City of Austin attacks The First Amendment

"For God has not given us a spirit of fear, but of power and of love and of a sound mind."
2 Timothy 1:7

Sigh, it looks like the City of Austin wants to get in on the donor intimidation game:

Adler proposes dark money ordinance

Mayor Steve Adler, who was the subject of dark money attacks during his campaign for mayor in 2014, is proposing an ordinance to deal with the problem.
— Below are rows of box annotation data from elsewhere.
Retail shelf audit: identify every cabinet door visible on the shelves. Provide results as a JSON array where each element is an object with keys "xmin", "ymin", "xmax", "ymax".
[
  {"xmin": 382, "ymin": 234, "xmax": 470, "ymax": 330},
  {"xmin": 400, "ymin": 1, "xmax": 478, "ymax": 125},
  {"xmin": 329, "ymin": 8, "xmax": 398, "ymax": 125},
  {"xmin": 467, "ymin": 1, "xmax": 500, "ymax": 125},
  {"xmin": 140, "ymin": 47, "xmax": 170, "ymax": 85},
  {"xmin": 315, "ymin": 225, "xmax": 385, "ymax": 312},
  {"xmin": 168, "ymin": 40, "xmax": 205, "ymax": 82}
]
Members of the City Council Audit and Finance Committee discussed the matter Wednesday and voted unanimously to forward Adler’s resolution to the full Council for its consideration.
That resolution describes dark money this way: “In an attempt to hide their funding of election activity, large political actors across the country have been funding such activity through non-profit organizations and other entities that generally do not have to disclose their funding sources.”
The resolution also states that an ordinance addressing the issue needs to be in place at least six months before next November’s election “to ensure election funding transparency.”
The resolution directs the city manager to draft an ordinance for the Audit and Finance Committee’s consideration in November after reviewing dark money laws and proposals in other jurisdictions. Those other jurisdictions include California, which, according to the resolution, has “passed and implemented effective laws that require timely public disclosure of heretofore dark money.”
The resolution specifically asks staff to identify effective laws to ensure comprehensive disclosure of election contributions and expenditures “that are funneled through 501(c)4 non-profit organizations and other non-disclosing entities and persons.” The reference draws from a part of the Internal Revenue Code that allows certain nonprofits organized to promote social welfare to spend some of their funds on political expenditures.
Read the whole thing here.

It's also worth noting that if this resolution passed the Audit and Finance committee unanimously, that means Ellen Troxclair voted for it.

Bottom Line: The first amendment protects anonymous speech.  Heck, the Federalist Papers were originally written anonymously.  The City of Austin has no business suppressing speech or intimidating donors.